Solved – k means with binary variables

clusteringdistancer

Is it OK to use kmeans with binary variables? I mean Euclidean distance? I guess the binary variables will be the ones that get the most power to determine the result.

Look at the following example:

data= data.frame(a=c(1,0,1,1), b=c(0.1,.2,.6,.8))
plot(data)
kmeans(data,2)
## Clustering vector: [1] 1 2 1 1

So the result is determined by the binary variable.

Is there a way to treat binary variables differently? Should I use Manhattan distance for all variables?

Best Answer

K-means uses the mean.

Relevant properties of the mean:

  • minimizes the L2 errors (sum of squares, squared Euclidean distance)
  • is continuous
  • assumes linear data (see below for an example)

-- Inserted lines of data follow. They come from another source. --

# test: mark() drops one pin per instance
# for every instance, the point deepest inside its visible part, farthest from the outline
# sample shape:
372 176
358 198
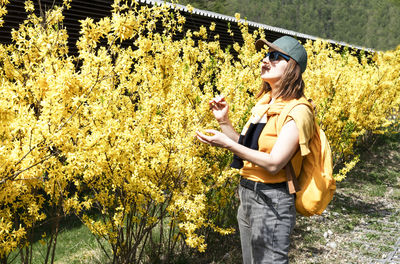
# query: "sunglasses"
274 56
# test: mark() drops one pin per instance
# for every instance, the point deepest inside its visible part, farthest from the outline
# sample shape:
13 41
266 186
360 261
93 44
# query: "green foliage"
367 23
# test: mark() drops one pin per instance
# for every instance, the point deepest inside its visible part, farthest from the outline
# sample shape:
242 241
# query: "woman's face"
272 70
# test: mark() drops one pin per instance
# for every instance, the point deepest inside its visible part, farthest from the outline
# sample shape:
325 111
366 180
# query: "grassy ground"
361 225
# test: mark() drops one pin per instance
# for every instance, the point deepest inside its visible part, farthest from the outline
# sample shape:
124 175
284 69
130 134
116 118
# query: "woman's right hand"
220 109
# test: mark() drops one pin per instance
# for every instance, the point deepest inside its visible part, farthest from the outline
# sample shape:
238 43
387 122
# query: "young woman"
266 214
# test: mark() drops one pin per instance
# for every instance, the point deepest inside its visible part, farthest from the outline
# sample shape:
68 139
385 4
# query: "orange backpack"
315 185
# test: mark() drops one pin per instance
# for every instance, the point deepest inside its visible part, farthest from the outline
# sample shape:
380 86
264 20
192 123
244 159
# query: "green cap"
289 46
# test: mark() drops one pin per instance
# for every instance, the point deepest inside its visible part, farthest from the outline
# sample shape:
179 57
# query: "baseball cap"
289 46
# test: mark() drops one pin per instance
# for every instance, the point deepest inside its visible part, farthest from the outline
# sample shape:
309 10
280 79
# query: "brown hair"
292 84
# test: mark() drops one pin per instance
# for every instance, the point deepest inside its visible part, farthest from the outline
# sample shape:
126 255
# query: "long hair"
291 84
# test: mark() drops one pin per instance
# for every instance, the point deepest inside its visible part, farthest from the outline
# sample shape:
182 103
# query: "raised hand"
220 108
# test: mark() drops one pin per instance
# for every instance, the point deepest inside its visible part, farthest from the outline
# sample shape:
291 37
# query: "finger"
202 140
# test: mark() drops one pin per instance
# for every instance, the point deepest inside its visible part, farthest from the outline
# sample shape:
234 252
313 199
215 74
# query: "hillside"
366 23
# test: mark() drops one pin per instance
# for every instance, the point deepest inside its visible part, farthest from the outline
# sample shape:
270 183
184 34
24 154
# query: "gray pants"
265 231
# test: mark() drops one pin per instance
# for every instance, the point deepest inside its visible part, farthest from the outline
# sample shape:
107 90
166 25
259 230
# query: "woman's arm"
285 147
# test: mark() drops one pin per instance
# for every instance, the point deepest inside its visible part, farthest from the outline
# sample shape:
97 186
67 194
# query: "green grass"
364 217
75 244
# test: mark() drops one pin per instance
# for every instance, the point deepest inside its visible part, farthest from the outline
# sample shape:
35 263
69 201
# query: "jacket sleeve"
304 119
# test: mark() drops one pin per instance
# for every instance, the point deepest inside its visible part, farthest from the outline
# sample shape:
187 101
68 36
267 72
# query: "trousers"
266 218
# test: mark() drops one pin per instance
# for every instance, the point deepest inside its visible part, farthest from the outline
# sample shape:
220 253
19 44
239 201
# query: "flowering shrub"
112 128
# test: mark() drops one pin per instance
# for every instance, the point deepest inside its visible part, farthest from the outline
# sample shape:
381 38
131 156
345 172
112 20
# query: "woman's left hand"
217 138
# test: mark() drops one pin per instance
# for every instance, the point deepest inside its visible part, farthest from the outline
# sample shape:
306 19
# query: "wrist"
223 122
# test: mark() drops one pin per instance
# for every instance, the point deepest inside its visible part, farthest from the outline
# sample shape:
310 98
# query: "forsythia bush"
111 130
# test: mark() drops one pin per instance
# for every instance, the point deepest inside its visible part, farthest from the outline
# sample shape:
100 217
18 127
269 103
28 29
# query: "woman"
266 214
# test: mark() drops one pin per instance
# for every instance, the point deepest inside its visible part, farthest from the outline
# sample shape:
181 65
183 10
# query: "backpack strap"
293 184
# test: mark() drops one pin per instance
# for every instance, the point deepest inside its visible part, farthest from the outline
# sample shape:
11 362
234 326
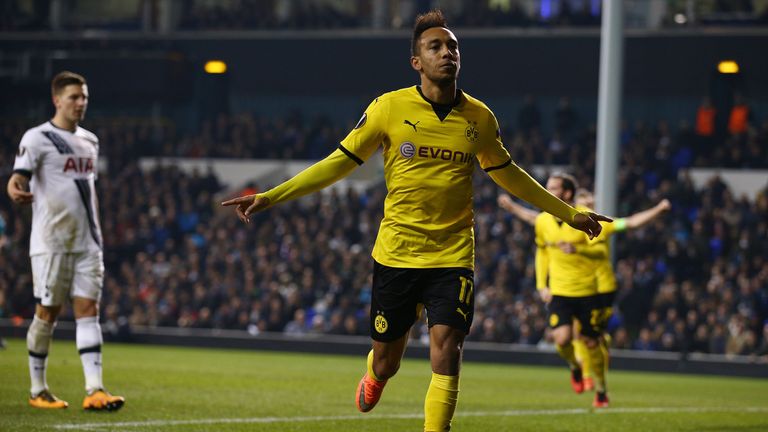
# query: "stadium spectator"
740 117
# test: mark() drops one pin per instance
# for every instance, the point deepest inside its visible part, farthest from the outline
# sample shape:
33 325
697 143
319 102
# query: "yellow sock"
440 402
598 367
370 367
582 355
606 353
567 353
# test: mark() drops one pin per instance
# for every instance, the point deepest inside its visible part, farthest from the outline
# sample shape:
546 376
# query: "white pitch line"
508 413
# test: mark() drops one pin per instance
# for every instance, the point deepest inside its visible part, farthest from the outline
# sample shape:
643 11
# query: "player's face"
438 58
72 102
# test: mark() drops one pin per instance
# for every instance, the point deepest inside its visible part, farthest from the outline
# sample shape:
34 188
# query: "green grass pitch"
186 389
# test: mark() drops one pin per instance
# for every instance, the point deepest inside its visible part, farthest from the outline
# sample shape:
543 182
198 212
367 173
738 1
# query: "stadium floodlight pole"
609 106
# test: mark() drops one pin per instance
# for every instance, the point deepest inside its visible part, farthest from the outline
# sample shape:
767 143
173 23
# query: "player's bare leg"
445 350
563 337
89 341
383 363
598 367
39 338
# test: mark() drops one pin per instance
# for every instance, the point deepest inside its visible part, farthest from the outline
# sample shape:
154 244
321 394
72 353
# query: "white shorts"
60 276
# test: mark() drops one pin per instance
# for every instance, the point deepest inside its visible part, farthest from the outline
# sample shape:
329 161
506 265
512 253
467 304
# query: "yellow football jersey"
429 156
566 274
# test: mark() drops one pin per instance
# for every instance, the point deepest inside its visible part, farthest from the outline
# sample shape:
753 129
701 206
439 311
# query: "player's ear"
416 63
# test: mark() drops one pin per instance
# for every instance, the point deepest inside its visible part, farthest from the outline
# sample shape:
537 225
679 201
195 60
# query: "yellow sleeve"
369 132
324 173
491 153
517 182
354 150
542 258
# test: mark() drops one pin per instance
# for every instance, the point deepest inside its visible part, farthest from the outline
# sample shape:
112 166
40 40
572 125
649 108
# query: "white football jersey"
62 170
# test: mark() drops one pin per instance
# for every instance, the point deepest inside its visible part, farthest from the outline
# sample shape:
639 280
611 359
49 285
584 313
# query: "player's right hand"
546 295
247 205
18 194
589 222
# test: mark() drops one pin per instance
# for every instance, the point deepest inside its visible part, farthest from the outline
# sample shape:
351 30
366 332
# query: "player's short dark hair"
424 22
65 78
569 182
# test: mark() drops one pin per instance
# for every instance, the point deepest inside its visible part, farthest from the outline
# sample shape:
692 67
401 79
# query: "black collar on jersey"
441 110
67 130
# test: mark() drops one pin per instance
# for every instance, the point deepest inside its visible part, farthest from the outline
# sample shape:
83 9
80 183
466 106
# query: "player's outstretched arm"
523 213
318 176
18 187
641 218
517 182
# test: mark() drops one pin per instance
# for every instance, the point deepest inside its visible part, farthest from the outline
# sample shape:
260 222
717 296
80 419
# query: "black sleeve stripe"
504 165
351 155
25 173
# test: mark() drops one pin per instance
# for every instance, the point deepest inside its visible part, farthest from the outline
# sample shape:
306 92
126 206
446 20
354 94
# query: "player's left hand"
247 205
589 222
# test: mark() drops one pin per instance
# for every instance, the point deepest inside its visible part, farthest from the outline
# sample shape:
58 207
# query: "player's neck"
62 123
443 95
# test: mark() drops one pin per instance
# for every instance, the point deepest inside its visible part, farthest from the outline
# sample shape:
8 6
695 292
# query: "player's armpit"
519 183
318 176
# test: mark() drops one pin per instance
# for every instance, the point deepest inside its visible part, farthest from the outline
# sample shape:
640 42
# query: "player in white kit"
55 171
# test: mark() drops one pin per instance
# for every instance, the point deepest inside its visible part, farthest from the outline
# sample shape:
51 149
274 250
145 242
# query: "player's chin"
447 77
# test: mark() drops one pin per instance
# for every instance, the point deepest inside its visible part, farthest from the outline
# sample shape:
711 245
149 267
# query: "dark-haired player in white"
432 136
54 172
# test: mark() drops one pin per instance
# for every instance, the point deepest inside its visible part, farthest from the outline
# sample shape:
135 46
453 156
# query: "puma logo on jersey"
79 165
413 125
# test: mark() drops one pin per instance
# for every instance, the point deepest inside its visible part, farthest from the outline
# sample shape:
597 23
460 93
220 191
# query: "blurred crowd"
186 15
696 280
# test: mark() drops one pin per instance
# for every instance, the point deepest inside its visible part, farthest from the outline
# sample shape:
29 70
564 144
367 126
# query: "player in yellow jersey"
430 136
606 282
606 279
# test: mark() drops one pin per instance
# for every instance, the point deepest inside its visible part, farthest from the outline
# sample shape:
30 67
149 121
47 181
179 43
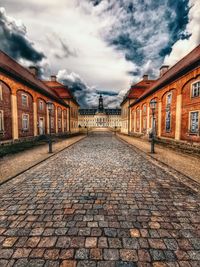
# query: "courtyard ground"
186 164
15 164
98 203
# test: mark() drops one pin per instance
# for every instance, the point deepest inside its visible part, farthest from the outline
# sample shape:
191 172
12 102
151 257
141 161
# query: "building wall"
13 110
25 110
100 120
126 122
73 116
5 109
178 111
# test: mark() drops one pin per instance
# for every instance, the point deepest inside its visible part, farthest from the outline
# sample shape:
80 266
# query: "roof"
137 90
61 90
94 111
18 72
190 61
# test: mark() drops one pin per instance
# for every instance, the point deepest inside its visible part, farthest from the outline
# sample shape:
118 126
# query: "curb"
32 166
186 180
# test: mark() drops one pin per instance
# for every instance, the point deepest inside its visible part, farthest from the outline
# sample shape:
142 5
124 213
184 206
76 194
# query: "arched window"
196 89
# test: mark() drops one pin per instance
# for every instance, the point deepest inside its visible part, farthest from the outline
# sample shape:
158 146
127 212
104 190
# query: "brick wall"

Technically, you can run k-means on binary data, but as you have observed there is a tendency for the algorithm to converge to local minima that are determined by single/few bits.

You can easily provoke the opposite effect, too. Scale your continuos attribute to 10000000 and the algorithm will ignore the binary attributes.

K-means assumes that all attributes are equally important; more precisely that a diffence of x has the same importance independent of the attribute where it occurs and the absolute values where it occurs. So the difference of a binary value is as important as the difference of \$0 to \$1 in price of a burger, or \$9999 to \$10000 when buying a house... I this invariance does not hold for your data, do not use k-means (or preprpcess your data until this seems to hold).